Voluntary testing reduces the spread of Aids

He said: “We are sure to meet the targets despite the Covid-19 pandemic as per our national strategic plan of 2020-2025 and the UN goal of ending Aids by 2030.”

Malawi has been registering significant progress in meeting the UN 90-90-90 targets to end Aids by 2030 despite facing challenges in addressing new infections.

The 90-90-90 targets stipulated that by 2020, 90 percent of all people living with HIV will know their status, 90 percent of all people diagnosed with HIV infection will receive sustained ART and 90 percent of all people receiving ART will have viral suppression.

Gonani said by 2030, Malawi will have defeated HIV, meaning fewer people will have the virus, there will be fewer deaths from Aids and the virus will be undetectable in people due to viral load suppression.

In terms of the progress in line with the national strategic plan and the UN targets, he said as of 2020, Malawi had beaten the UN targets by getting 92 percent of the population to know their HIV status, 95 percent of people who immediately start ART after getting the virus and 94 percent of people whose viral load is suppressed above UN targets.

“We would like to see that by 2025 we should reach 95 percent of all the three targets.
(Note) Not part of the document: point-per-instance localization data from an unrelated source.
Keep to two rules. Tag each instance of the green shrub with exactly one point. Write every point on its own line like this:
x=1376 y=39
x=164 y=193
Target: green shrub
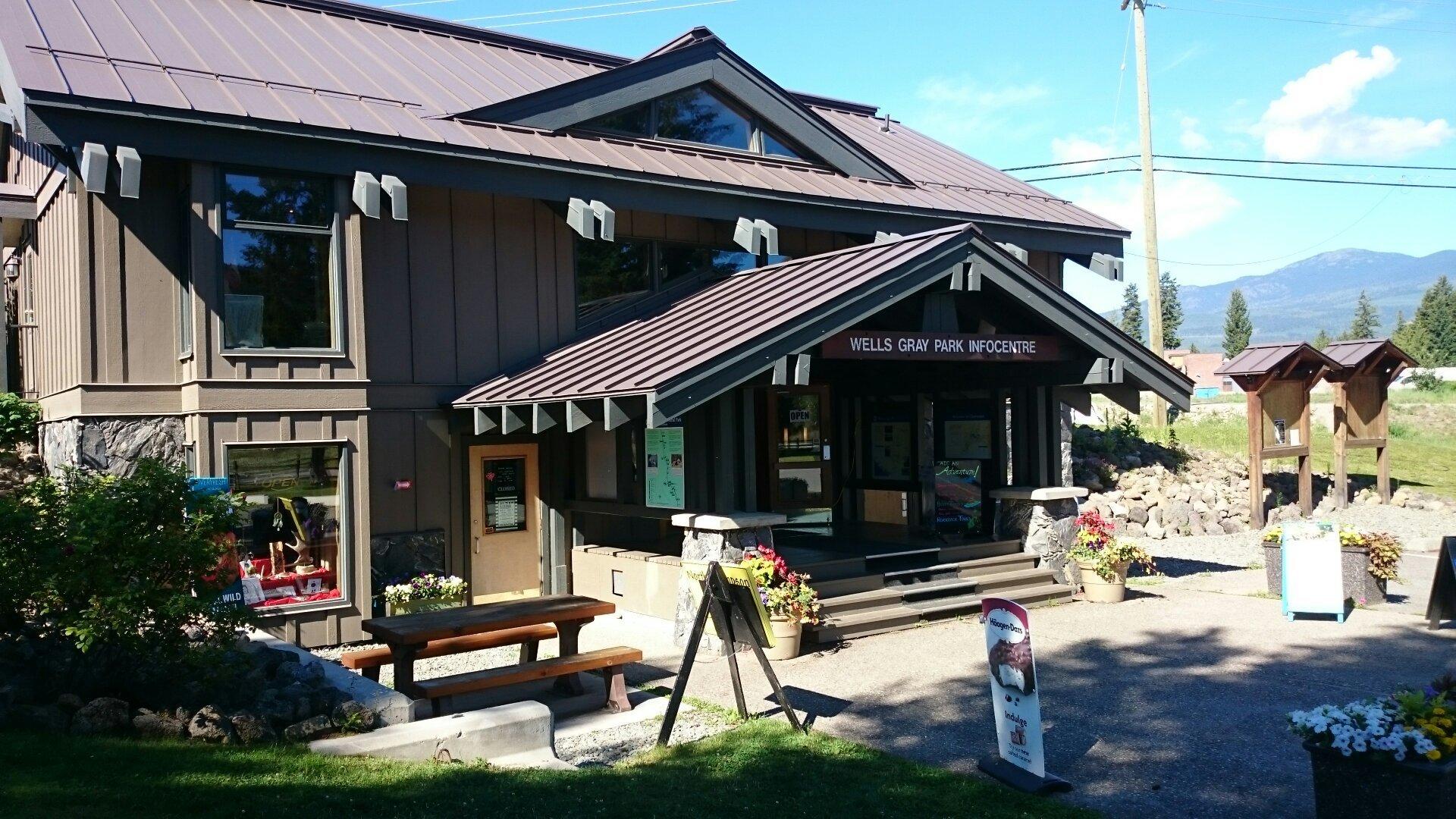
x=117 y=567
x=18 y=420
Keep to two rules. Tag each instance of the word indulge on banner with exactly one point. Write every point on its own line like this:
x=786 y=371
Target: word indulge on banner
x=1014 y=686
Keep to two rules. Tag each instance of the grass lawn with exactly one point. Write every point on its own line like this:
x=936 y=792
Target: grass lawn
x=1423 y=445
x=762 y=768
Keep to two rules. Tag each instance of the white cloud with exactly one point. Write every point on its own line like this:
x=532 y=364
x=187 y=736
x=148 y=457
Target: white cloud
x=1191 y=139
x=1313 y=117
x=1185 y=205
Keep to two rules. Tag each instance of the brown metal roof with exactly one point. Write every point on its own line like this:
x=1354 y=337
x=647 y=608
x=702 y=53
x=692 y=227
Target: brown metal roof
x=1359 y=352
x=332 y=64
x=1260 y=359
x=740 y=312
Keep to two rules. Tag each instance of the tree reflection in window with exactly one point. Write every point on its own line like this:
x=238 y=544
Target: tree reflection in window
x=277 y=261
As we reach 2030, we should reach 100 percent,” Gonani said.

Recently, President Lazarus Chakwera said the strides Malawi has made in fighting HIV and Aids should spur the nation towards achieving the goal of eliminating HIV as a public health threat by 2030.

He said: “I believe it is important for us to reinvigorate HIV prevention efforts and fast-track implementation of interventions to stop the spread.”

In 2020, the International Aids Society in collaboration with Amfar Institute for HIV Cure Research and Friends of the Global Fight Against Aids, Tuberculosis and Malaria named Malawi among six locations in the world that had registered a dramatic reduction in HIV incidence and mortality through policy changes to end Aids by 2030.

In 2015, the global community met in New York and made a declaration which was endorsed by UN member States to fast-track ending Aids as a public health problem by 2030.